There is a seperate reference for the Feed Harvester configuration object.
...
Advanced use of searchConfig
There are 2 main differences in using "searchConfig" to parse HTML:
- The HTML needs to be parsed - this is discussed below ("using xpath to parse HTML")
- It will often be the case (eg for Intranet search engines) that multiple pages must be traversed (eg 10 results/page). The following sub-fields of "searchConfig" are intended to handle these cases:
- numPages: the total number of pages that will be checked each search cycle.
- pageChangeRegex: a regex that must have at least one capturing group and must match the entire part of the URL that controls the page number. See example below.
- pageChangeReplace: the above string that controls the page number, with $1 used to represent the page number.

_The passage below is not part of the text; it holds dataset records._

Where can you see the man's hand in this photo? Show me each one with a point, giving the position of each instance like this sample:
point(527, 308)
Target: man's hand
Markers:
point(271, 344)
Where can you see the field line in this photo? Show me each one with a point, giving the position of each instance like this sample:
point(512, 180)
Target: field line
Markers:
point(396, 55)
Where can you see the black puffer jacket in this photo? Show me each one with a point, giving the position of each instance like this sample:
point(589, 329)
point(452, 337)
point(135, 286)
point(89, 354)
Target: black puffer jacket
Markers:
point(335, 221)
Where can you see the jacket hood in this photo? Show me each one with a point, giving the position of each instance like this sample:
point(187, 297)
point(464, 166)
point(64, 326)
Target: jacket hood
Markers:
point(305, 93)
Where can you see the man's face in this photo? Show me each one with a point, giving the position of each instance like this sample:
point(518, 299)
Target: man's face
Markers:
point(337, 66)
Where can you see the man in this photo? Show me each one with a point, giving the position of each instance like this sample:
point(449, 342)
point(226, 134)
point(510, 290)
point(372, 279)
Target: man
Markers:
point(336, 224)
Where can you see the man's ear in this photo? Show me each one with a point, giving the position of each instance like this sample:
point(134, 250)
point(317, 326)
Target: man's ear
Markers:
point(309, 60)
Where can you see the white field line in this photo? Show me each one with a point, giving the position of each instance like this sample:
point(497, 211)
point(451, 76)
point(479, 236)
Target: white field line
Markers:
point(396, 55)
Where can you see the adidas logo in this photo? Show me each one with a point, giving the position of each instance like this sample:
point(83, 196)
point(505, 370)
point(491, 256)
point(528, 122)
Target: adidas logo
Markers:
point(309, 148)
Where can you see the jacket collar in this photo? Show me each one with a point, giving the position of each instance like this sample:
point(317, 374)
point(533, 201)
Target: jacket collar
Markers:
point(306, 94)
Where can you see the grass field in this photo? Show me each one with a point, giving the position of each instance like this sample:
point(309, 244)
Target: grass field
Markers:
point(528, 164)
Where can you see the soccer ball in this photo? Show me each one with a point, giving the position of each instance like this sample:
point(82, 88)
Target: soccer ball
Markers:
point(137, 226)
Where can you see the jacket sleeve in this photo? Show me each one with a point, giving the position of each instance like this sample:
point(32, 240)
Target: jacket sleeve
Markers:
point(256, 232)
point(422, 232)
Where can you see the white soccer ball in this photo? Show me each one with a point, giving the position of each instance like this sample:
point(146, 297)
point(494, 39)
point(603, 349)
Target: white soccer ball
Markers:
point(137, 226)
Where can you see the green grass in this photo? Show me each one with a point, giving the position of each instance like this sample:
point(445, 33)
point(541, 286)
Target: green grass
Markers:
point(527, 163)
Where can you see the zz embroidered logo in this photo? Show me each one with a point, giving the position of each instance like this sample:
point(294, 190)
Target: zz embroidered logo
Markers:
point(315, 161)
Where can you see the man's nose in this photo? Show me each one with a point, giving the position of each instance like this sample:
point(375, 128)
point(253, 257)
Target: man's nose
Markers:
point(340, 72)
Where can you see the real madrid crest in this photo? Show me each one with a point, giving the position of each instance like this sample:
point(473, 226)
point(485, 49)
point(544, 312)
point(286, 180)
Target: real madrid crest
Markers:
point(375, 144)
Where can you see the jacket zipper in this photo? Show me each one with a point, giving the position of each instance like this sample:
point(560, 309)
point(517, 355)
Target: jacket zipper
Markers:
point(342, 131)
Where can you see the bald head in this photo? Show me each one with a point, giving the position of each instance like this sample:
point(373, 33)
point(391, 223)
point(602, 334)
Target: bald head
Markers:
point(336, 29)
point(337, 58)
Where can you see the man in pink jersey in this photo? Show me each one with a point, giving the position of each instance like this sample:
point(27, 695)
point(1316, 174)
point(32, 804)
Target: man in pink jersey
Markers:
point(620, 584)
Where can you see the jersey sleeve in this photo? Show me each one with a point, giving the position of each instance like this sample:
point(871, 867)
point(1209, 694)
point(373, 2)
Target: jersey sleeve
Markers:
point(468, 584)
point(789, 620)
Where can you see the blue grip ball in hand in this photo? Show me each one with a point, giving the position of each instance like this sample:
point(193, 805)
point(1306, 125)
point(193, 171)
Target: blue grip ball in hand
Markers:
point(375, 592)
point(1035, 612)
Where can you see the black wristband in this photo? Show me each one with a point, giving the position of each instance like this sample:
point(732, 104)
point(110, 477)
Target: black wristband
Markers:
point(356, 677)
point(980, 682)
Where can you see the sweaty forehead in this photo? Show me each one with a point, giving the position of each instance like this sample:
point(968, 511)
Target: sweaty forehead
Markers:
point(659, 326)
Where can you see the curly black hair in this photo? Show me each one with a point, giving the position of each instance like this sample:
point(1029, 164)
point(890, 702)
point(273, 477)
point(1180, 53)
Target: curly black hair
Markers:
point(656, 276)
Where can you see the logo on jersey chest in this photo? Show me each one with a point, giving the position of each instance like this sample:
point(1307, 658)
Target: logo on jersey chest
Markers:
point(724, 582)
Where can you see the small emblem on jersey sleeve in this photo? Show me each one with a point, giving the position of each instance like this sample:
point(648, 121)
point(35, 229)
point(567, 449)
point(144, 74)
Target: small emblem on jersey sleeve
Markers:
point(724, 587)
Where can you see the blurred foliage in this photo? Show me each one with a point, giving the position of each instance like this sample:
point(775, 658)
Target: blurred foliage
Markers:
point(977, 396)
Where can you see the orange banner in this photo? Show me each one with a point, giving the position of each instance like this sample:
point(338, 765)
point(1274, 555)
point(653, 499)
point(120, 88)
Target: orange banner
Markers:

- (slightly misnamed) numResultsPerPage: If the "page number" in the URL is actually a result offset and not a page offset, then this field should be the number of results per page (which is then multiplied by the page number to generate the "$1" string mentioned above). See example.
...
The "rss.searchConfig.script" javascript (ie the last element in the processing chain) can access the fields created from "extraMeta" (ie extraMeta[*].fieldName) from the "_metadata" variable that is automatically passed in if no flags are specified (otherwise make sure the "m" flag is specified - or equivalently "d" to use "_doc,metadata").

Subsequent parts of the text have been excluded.